Service Organization and Serving

Humiliating day yesterday.

What I'm coming to be reminded of - again and again -is that my function in my company is that of a service organization. Not a valued partner, not a valued contributor, but a service organization.

Service organizations (if you've not thought of one lately) exist to serve. Not specifically to contribute, not specifically to offer expertise, not to specifically to lead - but to serve. To provide a service - or a series of services - to help other people do their more important work.

Service organizations are not consulted, they are told - what to do, when to do, how to do. Once contracted, they are to provide the expected level of service no matter what the circumstances around their work, their ability to or to not actually support the service requested.

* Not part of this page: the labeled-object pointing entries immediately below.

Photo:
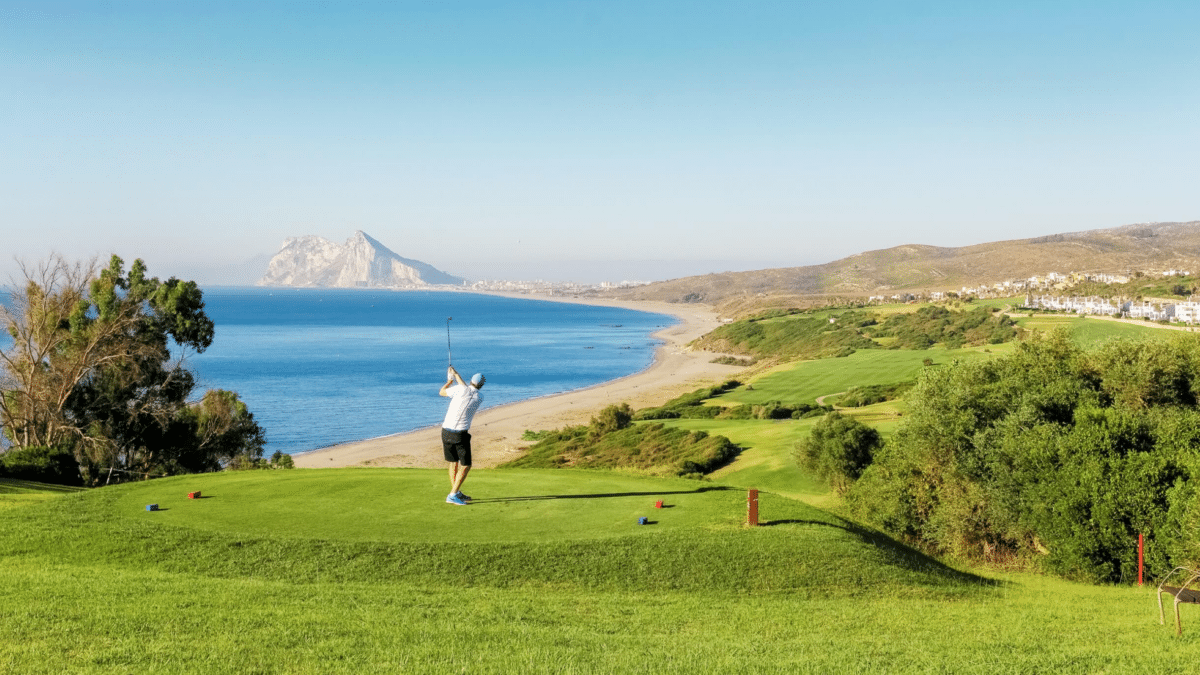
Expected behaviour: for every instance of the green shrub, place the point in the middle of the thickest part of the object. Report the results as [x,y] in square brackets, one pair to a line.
[57,466]
[1049,455]
[838,449]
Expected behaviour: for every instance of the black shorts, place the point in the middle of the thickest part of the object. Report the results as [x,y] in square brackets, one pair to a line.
[456,446]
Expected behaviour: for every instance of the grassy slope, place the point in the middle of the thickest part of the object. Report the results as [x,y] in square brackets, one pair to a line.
[366,571]
[93,586]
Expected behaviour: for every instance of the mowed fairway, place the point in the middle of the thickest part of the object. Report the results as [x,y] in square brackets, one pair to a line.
[409,505]
[95,584]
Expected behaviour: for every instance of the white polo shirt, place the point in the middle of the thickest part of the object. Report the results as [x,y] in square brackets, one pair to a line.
[465,400]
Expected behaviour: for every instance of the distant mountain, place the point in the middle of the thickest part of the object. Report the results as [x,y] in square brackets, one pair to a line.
[1119,250]
[359,263]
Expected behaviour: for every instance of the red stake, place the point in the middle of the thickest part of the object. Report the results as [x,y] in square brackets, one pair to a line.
[1140,559]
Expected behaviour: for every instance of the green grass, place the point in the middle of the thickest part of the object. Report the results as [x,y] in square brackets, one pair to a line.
[1090,333]
[95,586]
[805,381]
[394,505]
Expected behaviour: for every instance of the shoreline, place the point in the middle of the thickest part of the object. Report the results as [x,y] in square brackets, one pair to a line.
[496,431]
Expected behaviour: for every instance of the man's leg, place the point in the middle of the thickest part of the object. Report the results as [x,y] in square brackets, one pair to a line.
[456,482]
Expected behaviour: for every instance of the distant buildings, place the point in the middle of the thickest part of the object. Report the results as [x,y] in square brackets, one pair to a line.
[1176,312]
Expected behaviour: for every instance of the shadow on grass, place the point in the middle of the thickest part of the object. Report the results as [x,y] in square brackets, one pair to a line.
[901,554]
[600,495]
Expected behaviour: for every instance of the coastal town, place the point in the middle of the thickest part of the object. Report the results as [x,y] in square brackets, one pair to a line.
[1051,292]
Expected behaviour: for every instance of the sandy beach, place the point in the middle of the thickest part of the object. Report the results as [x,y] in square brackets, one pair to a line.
[496,432]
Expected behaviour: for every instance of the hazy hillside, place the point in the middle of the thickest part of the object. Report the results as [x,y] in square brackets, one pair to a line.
[1149,246]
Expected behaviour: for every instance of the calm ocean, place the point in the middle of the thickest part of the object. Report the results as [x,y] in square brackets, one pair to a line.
[324,366]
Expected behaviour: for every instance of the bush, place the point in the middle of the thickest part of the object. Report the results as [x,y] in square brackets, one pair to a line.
[57,466]
[1050,455]
[839,449]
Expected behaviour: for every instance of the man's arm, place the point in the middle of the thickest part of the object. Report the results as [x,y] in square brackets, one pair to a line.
[453,377]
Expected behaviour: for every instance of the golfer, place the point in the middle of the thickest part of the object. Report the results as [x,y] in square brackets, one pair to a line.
[465,400]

They are, to quote a phrase, "to be seen but not heard", quietly toiling about the minor details of life that are required to make a business go without any expectation of becoming other than that which they are.

I am finding this very hard to take.

I find this hard to take on two levels: 1) I simply can't stand being treated as a servant. The arrogance of "This is what I want precisely; you provide it" has never gone well with me; 2) I want to be the leader. I don't want to be led.

But then, in the back of my mind, God tickles with Matthew 20: 25-28:

"But Jesus called them to Himself and said 'You know that the rulers of the Gentiles lord it over them, and those who are great exercise authority over them. Yet it shall not be so among you; but whoever desires to become great among you, let him be your servant. And whoever desires to be first among you, let him be your slave - just as the Son of Man did not come to be served, but to serve, and to give His life a ransom for many.'"

There's the rub - I'm actual called to serve to become great, to be a slave (I'm guessing the word there is "doulos", literally a branded slave, the lowest of the low) to become first.

It never feels like it - when you see the e-mail that has a schedule that seems impossible and you stuff down the resentment at being ordered, when you see the pile of work only grow while others' shrinks, when you feel treated day after day as simply an interchangeable part instead of a valued contributor. But this is probably precisely when it is most important.

It has been said that if we will not humble ourselves, God will take care of the job for us. I'm finding He's a far more exacting taskmaster than I ever was on myself.